Salvini nella rincorsa mediatica verso il sogno di tornare al pre Papeete non riesce a ri-tematizzare la partecipazione, l’emotività, l’assieme, come caratteri costitutivi della Lega e procede per confusa addizione di segnali politici. Bulimia comunicativa. Certo, alle Infrastrutture si muove per sbloccare le grandi e piccole opere e apparire così ancora una volta sindacalista di territorio, ma poi somma questo sforzo alla proposta del Ponte di Messina e quindi azzera, agli occhi della Pancia, il valore della sua azione. In più oggi che il suo faccione da solo non garantisce rielezioni a go-go capita il contrario, la diaspora di dirigenti locali varesotti verso FdI che quanto a future vittorie elettorali sembra dare maggiori garanzie. Insomma è come se Matteo non volesse farsi carico dell’unicità della Lega, del suo somigliare al vecchio Pci, e si incaponisse sullo schema che lo aveva portato, per una breve stagione, in testa ai sondaggi. Il partito nazionale opposto di fatto alla riconquista della Pancia, la voglia di rappresentare Sud e Nord, di fatto lasciando il primo a Giuseppe Conte e il secondo a Meloni. Quindi, a dar retta ai leghisti, più dei quattro filoni il focus sta nel deficit di spirito comunitario, l’eredità svenduta per un piatto di lenticchie social.

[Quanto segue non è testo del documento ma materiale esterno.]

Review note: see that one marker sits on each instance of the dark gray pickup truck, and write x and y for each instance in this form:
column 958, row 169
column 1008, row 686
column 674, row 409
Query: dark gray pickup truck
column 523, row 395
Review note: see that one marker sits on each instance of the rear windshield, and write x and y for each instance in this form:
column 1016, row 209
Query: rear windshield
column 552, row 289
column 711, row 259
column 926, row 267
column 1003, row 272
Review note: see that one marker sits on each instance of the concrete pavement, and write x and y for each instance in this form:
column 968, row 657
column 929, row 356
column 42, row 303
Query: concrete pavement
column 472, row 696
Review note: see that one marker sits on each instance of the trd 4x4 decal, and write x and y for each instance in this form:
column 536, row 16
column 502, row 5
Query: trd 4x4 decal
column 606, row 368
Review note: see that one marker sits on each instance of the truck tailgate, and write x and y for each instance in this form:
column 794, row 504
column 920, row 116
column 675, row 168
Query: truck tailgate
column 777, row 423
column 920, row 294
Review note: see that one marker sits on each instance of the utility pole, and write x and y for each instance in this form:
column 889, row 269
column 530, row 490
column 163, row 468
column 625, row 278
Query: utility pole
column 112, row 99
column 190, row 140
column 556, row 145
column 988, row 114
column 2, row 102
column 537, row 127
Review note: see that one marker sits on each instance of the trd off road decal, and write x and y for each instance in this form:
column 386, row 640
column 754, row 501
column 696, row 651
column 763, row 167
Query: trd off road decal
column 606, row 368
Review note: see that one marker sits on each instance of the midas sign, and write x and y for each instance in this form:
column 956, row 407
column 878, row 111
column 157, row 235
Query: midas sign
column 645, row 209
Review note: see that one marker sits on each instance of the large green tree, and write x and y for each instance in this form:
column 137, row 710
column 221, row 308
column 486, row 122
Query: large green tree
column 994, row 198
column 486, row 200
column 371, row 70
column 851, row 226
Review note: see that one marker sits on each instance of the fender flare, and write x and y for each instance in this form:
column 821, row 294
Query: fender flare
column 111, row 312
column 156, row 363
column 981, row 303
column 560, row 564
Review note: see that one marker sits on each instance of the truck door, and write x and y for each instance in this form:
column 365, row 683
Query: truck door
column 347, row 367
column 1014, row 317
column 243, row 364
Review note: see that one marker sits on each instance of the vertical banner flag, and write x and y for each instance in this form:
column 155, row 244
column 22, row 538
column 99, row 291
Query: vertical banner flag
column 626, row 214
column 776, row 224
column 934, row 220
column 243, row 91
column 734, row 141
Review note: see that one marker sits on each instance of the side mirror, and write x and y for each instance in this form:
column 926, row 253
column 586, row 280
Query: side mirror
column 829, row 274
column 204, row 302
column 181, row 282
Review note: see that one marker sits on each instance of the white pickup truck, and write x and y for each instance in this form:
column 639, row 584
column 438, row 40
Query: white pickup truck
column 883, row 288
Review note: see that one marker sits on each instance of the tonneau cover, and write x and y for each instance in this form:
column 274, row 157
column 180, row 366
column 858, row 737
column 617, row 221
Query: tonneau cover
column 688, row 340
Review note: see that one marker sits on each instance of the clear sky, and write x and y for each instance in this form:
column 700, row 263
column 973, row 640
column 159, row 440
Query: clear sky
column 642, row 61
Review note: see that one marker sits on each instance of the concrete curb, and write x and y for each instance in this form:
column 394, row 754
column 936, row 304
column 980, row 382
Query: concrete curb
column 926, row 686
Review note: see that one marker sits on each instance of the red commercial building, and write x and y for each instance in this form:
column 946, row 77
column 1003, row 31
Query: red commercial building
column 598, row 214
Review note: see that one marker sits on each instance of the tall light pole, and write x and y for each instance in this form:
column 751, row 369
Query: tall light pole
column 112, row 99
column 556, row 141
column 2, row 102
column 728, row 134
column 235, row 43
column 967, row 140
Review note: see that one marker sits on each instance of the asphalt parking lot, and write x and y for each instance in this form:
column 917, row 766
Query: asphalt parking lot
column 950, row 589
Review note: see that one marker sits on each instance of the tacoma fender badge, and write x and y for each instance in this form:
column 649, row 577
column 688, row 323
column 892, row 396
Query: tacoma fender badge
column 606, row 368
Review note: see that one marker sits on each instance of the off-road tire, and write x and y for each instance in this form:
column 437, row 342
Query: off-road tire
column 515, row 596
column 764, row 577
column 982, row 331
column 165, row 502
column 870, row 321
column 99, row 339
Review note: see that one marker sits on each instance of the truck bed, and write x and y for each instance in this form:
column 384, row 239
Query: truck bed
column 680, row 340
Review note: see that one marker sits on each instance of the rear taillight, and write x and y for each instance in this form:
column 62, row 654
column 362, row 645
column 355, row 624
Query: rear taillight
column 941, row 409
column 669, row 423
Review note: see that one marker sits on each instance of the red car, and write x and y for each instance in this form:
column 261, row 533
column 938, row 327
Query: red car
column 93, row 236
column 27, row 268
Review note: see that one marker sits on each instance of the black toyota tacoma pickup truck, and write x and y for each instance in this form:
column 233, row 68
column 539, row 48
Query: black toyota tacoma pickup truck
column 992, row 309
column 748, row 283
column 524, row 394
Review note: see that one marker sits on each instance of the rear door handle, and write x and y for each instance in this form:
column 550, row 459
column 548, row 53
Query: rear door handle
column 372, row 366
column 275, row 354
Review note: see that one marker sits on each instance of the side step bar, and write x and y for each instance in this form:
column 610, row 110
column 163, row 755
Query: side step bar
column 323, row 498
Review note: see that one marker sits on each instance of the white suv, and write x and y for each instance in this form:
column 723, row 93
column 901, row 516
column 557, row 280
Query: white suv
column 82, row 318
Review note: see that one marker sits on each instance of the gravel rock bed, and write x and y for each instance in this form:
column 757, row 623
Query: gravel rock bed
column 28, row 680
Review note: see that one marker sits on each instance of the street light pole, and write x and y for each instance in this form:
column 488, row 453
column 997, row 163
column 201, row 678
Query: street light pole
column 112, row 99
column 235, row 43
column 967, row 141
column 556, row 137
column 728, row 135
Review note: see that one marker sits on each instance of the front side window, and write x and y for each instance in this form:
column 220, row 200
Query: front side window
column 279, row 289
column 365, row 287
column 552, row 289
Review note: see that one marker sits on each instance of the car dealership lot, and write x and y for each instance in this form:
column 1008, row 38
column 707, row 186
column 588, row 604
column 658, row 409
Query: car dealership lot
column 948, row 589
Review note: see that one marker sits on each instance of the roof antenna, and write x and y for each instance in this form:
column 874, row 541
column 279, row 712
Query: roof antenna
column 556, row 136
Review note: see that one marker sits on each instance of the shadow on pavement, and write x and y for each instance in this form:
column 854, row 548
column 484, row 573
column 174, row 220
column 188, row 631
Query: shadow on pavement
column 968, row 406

Messa così la storia della Lega, al di là della conta furiosa dei voti nei congressi di base, sembrerebbe segnata. Più Salvini, meno partecipazione. C’è una sola ipotesi che potrebbe invertire la tendenza ed è quella di riuscire a ricombinare la Pancia con l’economia, ma quella di oggi non quella di ieri. Di mixare alto e basso, soluzioni credibili e annunci politicamente scorretti. Chi si avventura a fare qualche esempio parla della battaglia contro l’editto di Bruxelles che fissa al 2035 la fine del motore a scoppio. Una battaglia che portata in campo aperto – e non solo nei convegni come adesso – avrebbe il vantaggio di parlare chiaro sia agli imprenditori sia agli operai della componentistica auto (entrambi a rischio), che sarebbe antica e moderna assieme solo se sapesse poi spiegare a una platea larga i vantaggi della neutralità tecnologica versus il full electric. Un altro esempio – che circola e che è stato ventilato da Calderoli – è il recupero del ruolo delle Province, obiettivo che sa di sindacalismo di territorio e nelle intenzioni degli sponsor leghisti incrocerebbe di sicuro l’attenzione e il consenso dei corpi intermedi. Per ora però si tratta solo di esercitazioni a tavolino, nei congressi la conta avviene in realtà sulla fedeltà al leader.